Une autre tendance qui, on l’espère, restera dans les habitudes de chacun, est celle de la protection solaire : les femmes coréennes et est-asiatiques en sont les reines, motivées par la prévention du vieillissement cutané et l’objectif d’une peau blanche. Chez nous, les chiffres ne tendent pas encore vers une application rigoureuse et quotidienne d’un SPF (facteur de protection solaire). Selon un sondage YouGov réalisé par Blissim sur un échantillon de 1 000 personnes, seulement 27% d’entre elles estiment que la protection solaire est une affaire de tous les jours, et seulement 11% s’appliquent à protéger leur peau du soleil toute l’année. Pour autant, les marques ne désespèrent pas : sur la page Instagram de La Roche-Posay, la promotion de son célèbre filtre solaire Anthelios est en place toute l’année avec au moins une publication par mois, et cet été, les laboratoires SVR ont fait sensation avec une déclinaison de leur gamme Sun Secure : crème, gel, fluide, spray, brume ou stick, la marque veut surfer sur la vague et elle aurait bien tort de s’en priver. 

Sur TikTok, la K-beauty fait fureur

Moment propice à l’expérimentation et au self-care, le confinement semble avoir été une période charnière à l’essor du marché coréen de la beauté. En 2020, c’est également à cette époque que TikTok a pu s’épanouir un peu partout dans le monde. Incontestable pépinière à tendances, le réseau social regorge d’astuces skincare et de nouveautés à s’accaparer pour obtenir la plus belle peau possible. Depuis, les tendances coréennes n’ont cessé d’envahir les recommandations des internautes. Parmi ces dernières, la glass skin, que l’on traduira en « peau de verre » en français, est celle qui reflète au mieux la K-beauty : c’est en nourrissant en profondeur la peau avec plusieurs produits hydratants que l’on atteint ce teint miroitant, translucide et lumineux. L’effet chok-chok rejoint cette tendance et repose sur l’hydratation maximale de la peau, et tend à atteindre une peau repulpée, rebondie. La plus célèbre reste cependant celle du multi-masking, qui consiste en l’application simultanée de plusieurs masques sur différentes zones du visage. Dans une vidéo explicative, l’experte en skincare Renée Chow de la chaîne Youtube Gothamista applique deux masques à l’argile sur le front, le nez et le menton, ainsi que deux masques pour les yeux et les lèvres : “[Le multi-masking] est une manière de profiter des bénéfices de différents masques en une seule session. Si mon front est brillant, mes joues ont souvent tendance à être un peu sèches. […] J’apprécie la possibilité d’avoir les pores resserrés en maintenant une peau hydratée et rayonnante.”  

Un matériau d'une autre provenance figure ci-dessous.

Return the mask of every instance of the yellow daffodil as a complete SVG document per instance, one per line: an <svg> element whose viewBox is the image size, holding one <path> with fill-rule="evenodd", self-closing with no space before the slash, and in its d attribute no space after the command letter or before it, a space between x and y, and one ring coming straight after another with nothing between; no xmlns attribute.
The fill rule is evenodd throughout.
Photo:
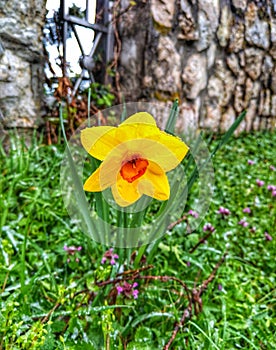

Le marché de la beauté est prospère et la Corée du Sud se situe désormais au cinquième rang mondial des exportateurs de cosmétiques. Facilité par le regain d’intérêt pour le self-care, c’est aussi grâce au gouvernement coréen que l’export est florissant. Consciente du potentiel de ses produits à l’étranger, la Corée n’impose aucune taxe aux entreprises d’export, une politique qui profite aux sites de commande en ligne et à la vague de soft power sud-coréen qui se propage jusque dans nos salles de bain.